To enable the experimental builder, configure your build with:

cmake                                                                                             \
  -D CMAKE_PREFIX_PATH=/opt/rocm                                                                  \
  -D CMAKE_CXX_COMPILER=/opt/rocm/bin/hipcc                                                       \
  -D CMAKE_BUILD_TYPE=Release                                                                     \
  -D GPU_TARGETS="gfx942"                                                                         \
  -D CK_EXPERIMENTAL_BUILDER=ON                                                                   \
  -D CMAKE_CXX_STANDARD=20                                                                        \
  -G Ninja                                                                                        \
  ..

Note: The tests for WMMA builders are only built when CK_USE_WMMA is enabled. Add e.g. gfx1121 or any of the other gfx11/gfx12 architectures to the GPU targets. Alternatively, one can add flag -D CK_USE_WMMA=ON to build the tests. For the end-to-end tests that use the instances from builder, one needs an actual Navi card.

Building and Testing

The builder test suite is organized into two main categories:

Smoke Tests (Fast Unit Tests)

Quick unit tests that verify the builder's internal logic without compiling GPU kernels. These complete in under 1 second total and are suitable for frequent execution during development.

ninja smoke-builder

Regression Tests (Integration Tests)

Integration tests that compile actual GPU kernels to verify that the builder generates valid, compilable code.
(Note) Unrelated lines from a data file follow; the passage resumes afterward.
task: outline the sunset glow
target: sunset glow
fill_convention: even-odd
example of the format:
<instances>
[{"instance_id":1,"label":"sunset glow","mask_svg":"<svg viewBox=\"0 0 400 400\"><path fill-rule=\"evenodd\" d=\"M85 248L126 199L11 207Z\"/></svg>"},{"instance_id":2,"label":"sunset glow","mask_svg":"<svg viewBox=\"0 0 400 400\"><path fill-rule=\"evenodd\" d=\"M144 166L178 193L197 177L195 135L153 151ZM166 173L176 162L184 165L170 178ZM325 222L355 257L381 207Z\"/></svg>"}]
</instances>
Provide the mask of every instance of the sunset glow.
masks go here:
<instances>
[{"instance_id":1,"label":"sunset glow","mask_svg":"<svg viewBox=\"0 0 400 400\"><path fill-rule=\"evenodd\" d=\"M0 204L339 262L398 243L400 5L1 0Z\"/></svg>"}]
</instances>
These are more expensive than smoke tests (can take minutes to compile) but cover more functionality.

ninja regression-builder

Running All Tests

To build and run the complete test suite:

ninja check-builder

Building Individual Tests

To build and run a specific test:

ninja test_ckb_conv_builder && bin/test_ckb_conv_builder

Test Organization

  • Smoke tests: Fast feedback during active development
  • Regression tests: Thorough validation before submitting changes
  • Factory tests: Expensive tests that build all MIOpen kernels (included in regression tests)

When adding new tests, please follow the convention where the CMake build target starts with a prefix test_ckb. This allows filtering of CK Builder tests from the full CK repository test suite.